Pros and Cons of requirements.txt

ProsCons
Simple and widely understoodNo separation between dev and production dependencies
Works everywhere pip is availableNo project metadata
Easy to read and editpip freeze captures too many indirect packages

pyproject.toml

pyproject.toml is a modern, standardized configuration file for Python projects. It can replace setup.py, setup.cfg, and requirements.txt in a single file.

[project]
name = "my-fastapi-app"
version = "1.0.0"
description = "A FastAPI backend service"
requires-python = ">=3.10"
dependencies = [
    "fastapi>=0.110.0",
    "uvicorn>=0.29.0",
    "pydantic>=2.6.0",
    "sqlalchemy>=2.0.0",
]

[project.optional-dependencies]
dev = [
    "pytest",
    "httpx",
    "black",
    "ruff",
]

Installing from pyproject.toml

With pip:

pip install .

With dev dependencies:

pip install ".[dev]"

Pros and Cons of pyproject.toml

ProsCons
Separates dev and production dependenciesSlightly more complex to set up
Stores project metadata in one placeLess familiar to beginners
Flexible version constraintsRequires understanding of extras syntax

Separating Dev and Production Dependencies

One clear advantage of pyproject.toml is the ability to separate dependencies.

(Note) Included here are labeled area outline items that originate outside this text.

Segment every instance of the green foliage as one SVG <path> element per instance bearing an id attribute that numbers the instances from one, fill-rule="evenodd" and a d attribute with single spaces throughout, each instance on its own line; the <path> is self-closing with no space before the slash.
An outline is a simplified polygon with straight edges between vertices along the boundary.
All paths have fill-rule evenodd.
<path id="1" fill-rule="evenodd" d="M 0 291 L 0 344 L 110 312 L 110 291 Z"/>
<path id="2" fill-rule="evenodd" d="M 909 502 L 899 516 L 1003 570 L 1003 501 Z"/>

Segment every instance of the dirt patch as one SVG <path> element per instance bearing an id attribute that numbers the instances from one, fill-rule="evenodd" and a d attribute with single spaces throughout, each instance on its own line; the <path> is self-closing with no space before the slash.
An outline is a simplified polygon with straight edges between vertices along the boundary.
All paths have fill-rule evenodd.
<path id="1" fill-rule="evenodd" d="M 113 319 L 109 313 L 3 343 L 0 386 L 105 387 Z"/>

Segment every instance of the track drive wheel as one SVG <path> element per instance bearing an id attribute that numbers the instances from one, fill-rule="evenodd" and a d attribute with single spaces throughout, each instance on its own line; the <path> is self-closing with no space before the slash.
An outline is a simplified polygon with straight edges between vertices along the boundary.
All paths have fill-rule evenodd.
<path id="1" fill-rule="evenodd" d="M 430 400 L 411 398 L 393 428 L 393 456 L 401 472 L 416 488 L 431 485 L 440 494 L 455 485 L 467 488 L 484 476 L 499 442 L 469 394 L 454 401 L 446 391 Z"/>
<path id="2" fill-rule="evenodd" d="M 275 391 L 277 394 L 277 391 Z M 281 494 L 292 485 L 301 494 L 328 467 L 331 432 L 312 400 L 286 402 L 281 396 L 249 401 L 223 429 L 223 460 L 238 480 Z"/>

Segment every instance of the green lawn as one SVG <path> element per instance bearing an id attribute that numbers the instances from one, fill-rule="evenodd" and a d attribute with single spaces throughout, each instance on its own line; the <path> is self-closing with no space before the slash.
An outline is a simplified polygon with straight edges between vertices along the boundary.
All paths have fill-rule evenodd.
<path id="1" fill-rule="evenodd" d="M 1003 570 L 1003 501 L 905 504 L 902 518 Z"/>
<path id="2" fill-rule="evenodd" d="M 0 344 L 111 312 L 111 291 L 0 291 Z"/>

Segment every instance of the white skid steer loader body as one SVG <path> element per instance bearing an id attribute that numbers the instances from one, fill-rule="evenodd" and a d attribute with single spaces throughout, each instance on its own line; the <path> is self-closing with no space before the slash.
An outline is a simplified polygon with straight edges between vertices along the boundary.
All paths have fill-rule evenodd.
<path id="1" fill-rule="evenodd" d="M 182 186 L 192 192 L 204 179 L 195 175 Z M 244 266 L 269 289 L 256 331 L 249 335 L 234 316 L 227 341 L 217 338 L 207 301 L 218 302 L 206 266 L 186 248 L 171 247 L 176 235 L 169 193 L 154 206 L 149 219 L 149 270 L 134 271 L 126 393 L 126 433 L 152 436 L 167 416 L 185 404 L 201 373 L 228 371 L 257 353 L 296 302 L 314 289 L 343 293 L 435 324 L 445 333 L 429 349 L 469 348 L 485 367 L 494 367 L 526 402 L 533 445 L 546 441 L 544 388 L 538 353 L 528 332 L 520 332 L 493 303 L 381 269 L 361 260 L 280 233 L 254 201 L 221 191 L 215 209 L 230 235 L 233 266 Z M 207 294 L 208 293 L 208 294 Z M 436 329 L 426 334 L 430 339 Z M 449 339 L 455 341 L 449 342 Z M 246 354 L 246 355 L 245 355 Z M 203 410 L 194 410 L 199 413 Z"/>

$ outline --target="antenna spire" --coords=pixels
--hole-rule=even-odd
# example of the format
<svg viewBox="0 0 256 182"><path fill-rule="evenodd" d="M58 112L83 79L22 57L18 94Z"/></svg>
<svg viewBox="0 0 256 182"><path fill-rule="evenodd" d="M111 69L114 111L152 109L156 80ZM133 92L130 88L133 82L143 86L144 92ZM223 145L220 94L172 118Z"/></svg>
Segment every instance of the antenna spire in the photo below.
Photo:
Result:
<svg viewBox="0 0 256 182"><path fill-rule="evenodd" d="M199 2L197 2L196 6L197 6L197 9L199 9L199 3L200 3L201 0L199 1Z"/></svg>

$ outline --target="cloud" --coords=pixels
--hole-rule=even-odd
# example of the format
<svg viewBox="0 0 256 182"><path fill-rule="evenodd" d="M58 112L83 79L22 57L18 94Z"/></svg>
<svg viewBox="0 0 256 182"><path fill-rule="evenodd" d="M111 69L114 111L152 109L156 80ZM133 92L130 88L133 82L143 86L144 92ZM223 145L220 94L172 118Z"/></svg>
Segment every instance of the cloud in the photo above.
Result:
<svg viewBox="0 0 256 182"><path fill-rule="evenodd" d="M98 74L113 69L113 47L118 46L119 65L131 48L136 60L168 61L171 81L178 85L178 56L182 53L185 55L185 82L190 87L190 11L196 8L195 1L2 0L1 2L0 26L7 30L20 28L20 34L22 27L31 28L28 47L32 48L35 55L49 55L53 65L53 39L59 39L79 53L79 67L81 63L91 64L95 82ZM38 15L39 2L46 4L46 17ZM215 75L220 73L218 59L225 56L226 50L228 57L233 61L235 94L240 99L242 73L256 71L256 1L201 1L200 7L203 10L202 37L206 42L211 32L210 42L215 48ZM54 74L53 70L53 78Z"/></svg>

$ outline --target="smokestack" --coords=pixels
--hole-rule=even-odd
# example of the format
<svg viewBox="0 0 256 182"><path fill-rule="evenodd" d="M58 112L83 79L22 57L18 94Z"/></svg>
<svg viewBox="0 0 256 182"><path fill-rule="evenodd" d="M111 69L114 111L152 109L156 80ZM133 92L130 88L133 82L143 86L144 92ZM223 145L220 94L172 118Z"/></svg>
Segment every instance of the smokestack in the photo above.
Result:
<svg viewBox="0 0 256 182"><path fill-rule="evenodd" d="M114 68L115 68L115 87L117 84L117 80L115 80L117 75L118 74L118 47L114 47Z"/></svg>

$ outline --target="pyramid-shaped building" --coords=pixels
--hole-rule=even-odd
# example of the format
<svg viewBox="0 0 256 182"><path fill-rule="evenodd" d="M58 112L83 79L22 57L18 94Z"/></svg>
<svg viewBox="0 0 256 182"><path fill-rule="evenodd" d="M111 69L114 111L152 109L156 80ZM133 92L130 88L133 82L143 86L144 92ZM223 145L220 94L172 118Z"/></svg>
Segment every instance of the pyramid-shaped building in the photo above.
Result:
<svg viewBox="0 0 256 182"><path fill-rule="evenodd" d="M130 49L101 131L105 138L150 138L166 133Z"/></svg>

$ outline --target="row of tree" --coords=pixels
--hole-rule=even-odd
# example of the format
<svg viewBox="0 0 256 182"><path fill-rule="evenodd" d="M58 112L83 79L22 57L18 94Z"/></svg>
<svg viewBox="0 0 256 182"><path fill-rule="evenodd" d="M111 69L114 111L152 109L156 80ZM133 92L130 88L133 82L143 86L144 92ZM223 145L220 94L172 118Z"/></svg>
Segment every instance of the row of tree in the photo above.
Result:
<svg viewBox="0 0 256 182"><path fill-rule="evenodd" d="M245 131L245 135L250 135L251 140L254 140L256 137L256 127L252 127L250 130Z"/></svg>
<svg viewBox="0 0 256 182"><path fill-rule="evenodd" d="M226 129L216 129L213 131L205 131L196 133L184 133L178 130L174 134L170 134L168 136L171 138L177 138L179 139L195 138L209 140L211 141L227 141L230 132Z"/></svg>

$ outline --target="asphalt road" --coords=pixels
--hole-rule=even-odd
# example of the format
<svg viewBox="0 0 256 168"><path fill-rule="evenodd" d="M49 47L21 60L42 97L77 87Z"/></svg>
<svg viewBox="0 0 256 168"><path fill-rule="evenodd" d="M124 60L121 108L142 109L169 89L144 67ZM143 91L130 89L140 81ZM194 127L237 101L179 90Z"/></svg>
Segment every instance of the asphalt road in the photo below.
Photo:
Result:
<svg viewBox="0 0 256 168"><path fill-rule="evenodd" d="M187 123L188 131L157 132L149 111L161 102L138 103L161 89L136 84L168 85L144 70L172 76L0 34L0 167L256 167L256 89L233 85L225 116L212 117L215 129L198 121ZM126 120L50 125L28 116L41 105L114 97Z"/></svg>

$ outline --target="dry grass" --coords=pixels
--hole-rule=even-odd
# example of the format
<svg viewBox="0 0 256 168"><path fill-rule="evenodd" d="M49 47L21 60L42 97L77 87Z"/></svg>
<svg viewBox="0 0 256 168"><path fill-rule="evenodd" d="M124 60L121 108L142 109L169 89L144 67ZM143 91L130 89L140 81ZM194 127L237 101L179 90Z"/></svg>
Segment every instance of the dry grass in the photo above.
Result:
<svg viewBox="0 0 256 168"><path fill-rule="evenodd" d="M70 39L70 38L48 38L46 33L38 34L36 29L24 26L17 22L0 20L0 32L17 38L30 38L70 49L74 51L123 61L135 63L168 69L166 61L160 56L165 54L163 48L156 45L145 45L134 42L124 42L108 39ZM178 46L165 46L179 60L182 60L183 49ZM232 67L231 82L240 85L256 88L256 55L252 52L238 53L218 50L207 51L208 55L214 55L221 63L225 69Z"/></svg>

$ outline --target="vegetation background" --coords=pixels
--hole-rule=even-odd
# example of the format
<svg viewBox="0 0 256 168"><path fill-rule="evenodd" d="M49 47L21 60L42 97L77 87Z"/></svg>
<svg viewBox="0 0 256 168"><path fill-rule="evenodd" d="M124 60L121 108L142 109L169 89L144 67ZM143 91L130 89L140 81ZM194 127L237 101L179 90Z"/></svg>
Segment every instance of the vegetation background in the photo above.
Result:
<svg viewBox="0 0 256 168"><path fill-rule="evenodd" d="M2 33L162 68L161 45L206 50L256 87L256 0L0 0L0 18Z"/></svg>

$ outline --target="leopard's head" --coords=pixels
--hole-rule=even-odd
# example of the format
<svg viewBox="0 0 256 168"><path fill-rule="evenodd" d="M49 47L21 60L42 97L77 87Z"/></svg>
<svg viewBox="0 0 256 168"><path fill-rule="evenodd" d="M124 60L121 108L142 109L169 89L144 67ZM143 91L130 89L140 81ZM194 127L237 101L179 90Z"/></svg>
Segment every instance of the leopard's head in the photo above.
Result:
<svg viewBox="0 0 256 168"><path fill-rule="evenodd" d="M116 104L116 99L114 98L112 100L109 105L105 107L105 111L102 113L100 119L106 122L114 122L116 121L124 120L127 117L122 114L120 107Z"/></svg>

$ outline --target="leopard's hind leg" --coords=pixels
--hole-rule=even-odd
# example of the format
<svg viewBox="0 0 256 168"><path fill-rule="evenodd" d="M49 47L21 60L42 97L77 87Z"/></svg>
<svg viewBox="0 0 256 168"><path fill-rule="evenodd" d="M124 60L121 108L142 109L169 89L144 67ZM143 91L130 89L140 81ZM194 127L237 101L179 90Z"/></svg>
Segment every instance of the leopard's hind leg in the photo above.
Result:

In requirements.txt, this is done with multiple files:

requirements.txt          <- production
requirements-dev.txt      <- development only

Install development requirements:

pip install -r requirements.txt -r requirements-dev.txt

In pyproject.toml, this is handled with optional dependency groups as shown in the example above.

For a simple learning project: use requirements.txt. It is easy to start with.

For a real or team project: use pyproject.toml. It gives better control over versions, metadata, and dev versus production splits.

Many modern Python tools such as poetry, uv, and hatch use pyproject.toml as their primary configuration format.

Example requirements.txt for a FastAPI Project

fastapi>=0.110.0
uvicorn[standard]>=0.29.0
pydantic>=2.6.0
pydantic-settings>=2.2.0
sqlalchemy>=2.0.0
python-dotenv>=1.0.0
alembic>=1.13.0

Note: uvicorn[standard] installs uvicorn with optional extras for WebSocket and HTTP/2 support.

Common Mistakes

Committing packages from a global Python install

Always create and activate a virtual environment before installing packages. This keeps the requirements file clean and project-specific.

Using exact pins for everything in pyproject.toml

Exact pins like fastapi==0.110.0 are better suited for requirements.txt lockfiles. In pyproject.toml, use flexible ranges like fastapi>=0.110.0 to allow compatible updates.

Forgetting to update the dependency file after adding a package

After installing a new package, update the relevant file so others get the same package when they install.

Summary

requirements.txt is a simple and practical way to declare dependencies for FastAPI projects. pyproject.toml is the modern standard that supports richer configuration and separation of dev and production dependencies. Start with requirements.txt and move to pyproject.toml as your project becomes more structured.